I recently visited the Supreme People’s Court’s (SPC’s) new intellectual property court (SPCIPC) (intellectual property tribunal), currently sharing a building with the Beijing Internet Court, in the Fengtai district of Beijing. But I will leave comments on the court’s operations to Mark Cohen and other intellectual property lawyers. From the list of SPCIPC judges in Mark’s recent blogpost, it is clear that many of them have been borrowed from the lower courts. The blogpost includes the line “..due to the rapid establishment and staffing of this new Court, many of the judges are likely on detail from their prior jobs to the new Court, pending permanent transfer.” It is unclear whether these judges will in fact be permanently transferred to the SPC, or in fact would prefer to do so. This blogpost will shed a bit of light on the phenomenon of the SPC borrowing/temporarily detailing 借调(jiediao) staff from the lower courts.
As with the guazhi system in the SPC described in one of last year’s blogpost, it is one of the many aspects of the personnel system of the Chinese Party/state system that shapes how the Chinese courts operate. Under this system, a person from a lower level institution is “borrowed” to assist with work at a higher level institution. The borrowed person’s employment relationship remains with the lower level institution. It appears to be a practical solution to the restrictions on SPC permanent headcount imposed by the Central Staff Commission, while being able to field sufficient personnel for the new institutions such as the Intellectual Property Tribunal and Circuit Courts. Senior judges, such as division heads and vice presidents, have many administrative obligations and less time to hear cases. It is unclear how many borrowed staff the SPC has. Some knowledgeable persons suggest that they can be found in almost every operational department of the SPC.
In my experience, the circuit courts have borrowed judges from the lower courts to serve as judge’s assistants (法官助理). While it is an imposition for judges to be away from their homes and family, it also an opportunity for them to make themselves known to SPC judges, a connection that may be useful in their later careers, whether or not they remain in the judiciary.
He Fan, head of the planning section of the SPC’s judicial reform office, wrote about borrowed staff in a 2015 article on his Wechat account:
For lower court judges, being seconded to the higher court to help out is a mixed event. It means that you reach a higher level of experience, broaden your horizons, increase your knowledge, and your chances of being selected by a higher court will increase. On the other hand, it means being away from loved ones, living for others, … sometimes the opportunity for the promotion in the original court is delayed, the superior court may not extend an olive branch, and finally only it is only in exchange for a letter of praise from the higher court.
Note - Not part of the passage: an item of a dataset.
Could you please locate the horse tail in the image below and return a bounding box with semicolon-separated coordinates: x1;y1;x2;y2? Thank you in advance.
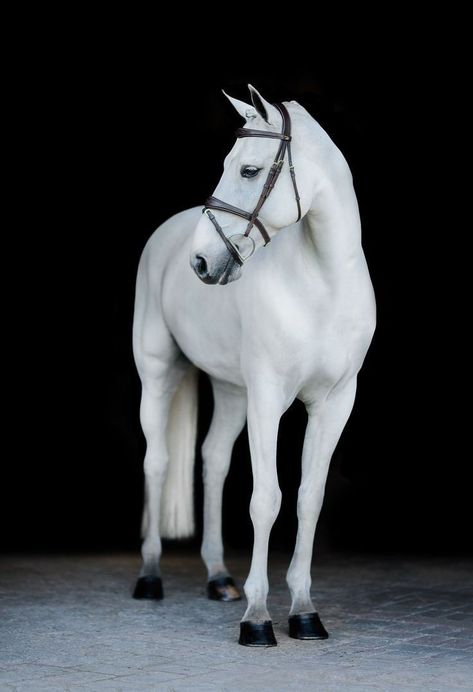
160;366;198;538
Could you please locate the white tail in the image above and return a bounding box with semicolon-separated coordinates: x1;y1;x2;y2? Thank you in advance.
159;367;198;538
Generally speaking, the lower-level judges are seconded to the higher courts for three reasons. First, as an assistant judge, they are incorporated into the collegial panel to handle cases; second, as a judge’s assistant, assisting the judges of the higher courts in handling the case, such as the assistants of judges in the first and second Circuit Courts of the Supreme People’s Court, who are mostly excellent candidates from the lower courts. The third is to work in the “comprehensive” (supporting) departments, to work in the higher court’s research office, the audit office, the judicial reform and other departments engaged in judicial policy research, drafting judicial rules, etc.